その状況のなかで、3月11日中京7R(4歳上500万下、ダート1700メートル)でJRA2勝目を上げたパープルセンリョ(牡4歳)はひと際、新鮮な魅力を放ってくれた。同馬の父はインターハイクラスという一般には馴染みの薄い種牡馬。それもそのはずで、現役時代は九州地方競馬でしか走っていなかった馬なのだ。
父は大種牡馬ダンシングブレーヴ、母は仏GⅢ・3着馬サボンネリエ(その父アイリッシュリヴァー)、半兄にJRA3勝で種牡馬入りしたエーピーダンサーがいる良血馬で、JRAデビューを目指して美浦・高松邦厩舎に入厩したが未出走のまま地方・佐賀へ移籍した。だがその素質は九州地方競馬では格が違い、デビュー4戦目から破竹の23連勝を記録して荒尾の重賞・九州王冠を制するなど30戦25勝の大活躍をした。570キロの雄大な馬格と圧倒的なスピードは“九州の怪物”の名にふさわしく、レース中の故障で引退したものの、無事なら九州の重賞を総なめしていただろうといわれている。
九州王冠で破った相手のなかにはGIダービーグランプリなどを制したナリタホマレ、JRAオープンでも走ったパワーズフォンテン、サンキューホーラーもおり、荒尾の重賞とはいっても決して低いレベルではなかった。全国的な知名度はなかったが、馬主の熱意で種牡馬入りを果たすことができた。
供用は交配牝馬にあまり恵まれない十勝地区で、交配頭数は06年から5、7、4頭。けい養牧場が廃業したこともあり08年限りで種牡馬を引退している。血統登録された産駒は6頭だけだが、現時点でデビューした4頭中3頭が勝ち馬になっているのだから、種牡馬としても高い能力を持っていたはず。
そのなかで唯一JRAデビューしたのがパープルセンリョで、主取となったものの09年HBAサマーセールに上場されたことがきっかけでJRA入りの道が開けた。父譲りの雄大な馬格、スピードを見せており、父が踏めなかったJRAの舞台でさらに勝ち星を積み重ねる可能性も十分。同馬を熱心に応援している九州の競馬ファンはきっと多いはずだ。

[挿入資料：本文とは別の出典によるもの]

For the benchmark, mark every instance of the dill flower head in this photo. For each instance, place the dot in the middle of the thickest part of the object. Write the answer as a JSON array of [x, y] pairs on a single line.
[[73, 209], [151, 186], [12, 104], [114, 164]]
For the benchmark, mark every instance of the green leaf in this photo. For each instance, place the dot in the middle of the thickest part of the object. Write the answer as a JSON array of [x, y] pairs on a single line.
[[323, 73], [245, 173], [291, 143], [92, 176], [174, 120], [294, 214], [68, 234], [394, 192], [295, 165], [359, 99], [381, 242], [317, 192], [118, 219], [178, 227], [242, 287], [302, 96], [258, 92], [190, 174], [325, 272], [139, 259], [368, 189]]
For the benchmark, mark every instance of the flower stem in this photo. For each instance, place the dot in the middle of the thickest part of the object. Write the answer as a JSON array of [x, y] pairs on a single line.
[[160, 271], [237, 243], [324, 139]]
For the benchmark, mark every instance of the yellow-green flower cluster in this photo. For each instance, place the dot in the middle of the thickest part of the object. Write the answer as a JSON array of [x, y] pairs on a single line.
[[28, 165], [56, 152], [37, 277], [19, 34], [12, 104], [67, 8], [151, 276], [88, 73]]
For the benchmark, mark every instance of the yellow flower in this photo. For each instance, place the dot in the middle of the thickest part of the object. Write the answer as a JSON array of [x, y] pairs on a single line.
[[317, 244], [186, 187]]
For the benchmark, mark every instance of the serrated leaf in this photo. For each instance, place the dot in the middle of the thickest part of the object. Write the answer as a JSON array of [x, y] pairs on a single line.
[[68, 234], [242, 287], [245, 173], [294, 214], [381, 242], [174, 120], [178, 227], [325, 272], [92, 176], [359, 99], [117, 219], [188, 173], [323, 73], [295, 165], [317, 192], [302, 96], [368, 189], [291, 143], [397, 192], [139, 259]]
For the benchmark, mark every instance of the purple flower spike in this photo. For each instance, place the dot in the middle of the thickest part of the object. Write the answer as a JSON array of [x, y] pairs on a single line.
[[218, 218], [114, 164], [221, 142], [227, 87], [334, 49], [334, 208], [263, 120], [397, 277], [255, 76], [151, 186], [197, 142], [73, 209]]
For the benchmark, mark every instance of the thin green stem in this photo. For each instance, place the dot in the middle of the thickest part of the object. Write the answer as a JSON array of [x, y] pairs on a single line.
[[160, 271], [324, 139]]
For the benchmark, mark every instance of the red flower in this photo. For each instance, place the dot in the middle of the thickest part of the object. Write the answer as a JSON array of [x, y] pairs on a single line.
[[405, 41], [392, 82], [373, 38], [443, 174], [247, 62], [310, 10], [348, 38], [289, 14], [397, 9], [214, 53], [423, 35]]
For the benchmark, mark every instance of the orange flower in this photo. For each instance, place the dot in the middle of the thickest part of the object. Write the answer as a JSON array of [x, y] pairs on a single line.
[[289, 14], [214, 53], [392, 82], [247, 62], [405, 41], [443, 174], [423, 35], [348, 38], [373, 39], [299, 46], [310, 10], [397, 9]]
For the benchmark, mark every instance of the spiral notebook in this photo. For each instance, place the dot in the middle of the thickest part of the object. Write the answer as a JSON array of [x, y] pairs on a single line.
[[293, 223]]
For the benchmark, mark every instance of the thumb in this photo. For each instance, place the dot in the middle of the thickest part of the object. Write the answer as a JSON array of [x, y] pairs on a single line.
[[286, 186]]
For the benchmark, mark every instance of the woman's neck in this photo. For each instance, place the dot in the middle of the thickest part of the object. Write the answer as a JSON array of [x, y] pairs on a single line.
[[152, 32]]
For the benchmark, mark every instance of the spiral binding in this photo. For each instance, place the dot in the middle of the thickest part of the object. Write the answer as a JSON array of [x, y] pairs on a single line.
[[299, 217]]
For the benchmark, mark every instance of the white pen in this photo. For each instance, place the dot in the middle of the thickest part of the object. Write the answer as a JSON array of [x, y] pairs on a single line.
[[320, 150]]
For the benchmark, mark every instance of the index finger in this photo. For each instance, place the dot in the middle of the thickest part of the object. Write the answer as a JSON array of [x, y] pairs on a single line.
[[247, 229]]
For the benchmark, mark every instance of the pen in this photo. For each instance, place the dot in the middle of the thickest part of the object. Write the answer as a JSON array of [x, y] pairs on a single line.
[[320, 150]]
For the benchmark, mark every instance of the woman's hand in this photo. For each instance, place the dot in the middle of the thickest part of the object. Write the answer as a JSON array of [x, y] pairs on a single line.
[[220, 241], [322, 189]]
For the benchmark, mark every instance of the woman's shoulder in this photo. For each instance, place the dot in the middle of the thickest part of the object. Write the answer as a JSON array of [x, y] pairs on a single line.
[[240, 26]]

かつては「北の怪物」「道営史上最強馬」と崇められたコトノアサブキの産駒ソーエームテキが、道営デビュー後にJRA入りし、NHK杯3着、ダービー5着とクラシック路線で活躍し、道営ファンを熱狂させたことがあった。ロマンでは食べていけないことは百も承知だが、地方の英雄が種牡馬となって自らが果たせなかったJRAの舞台で大活躍するというサクセスストーリーが、今後は本当の夢物語になってしまうかと思うと、少し寂しい気がする。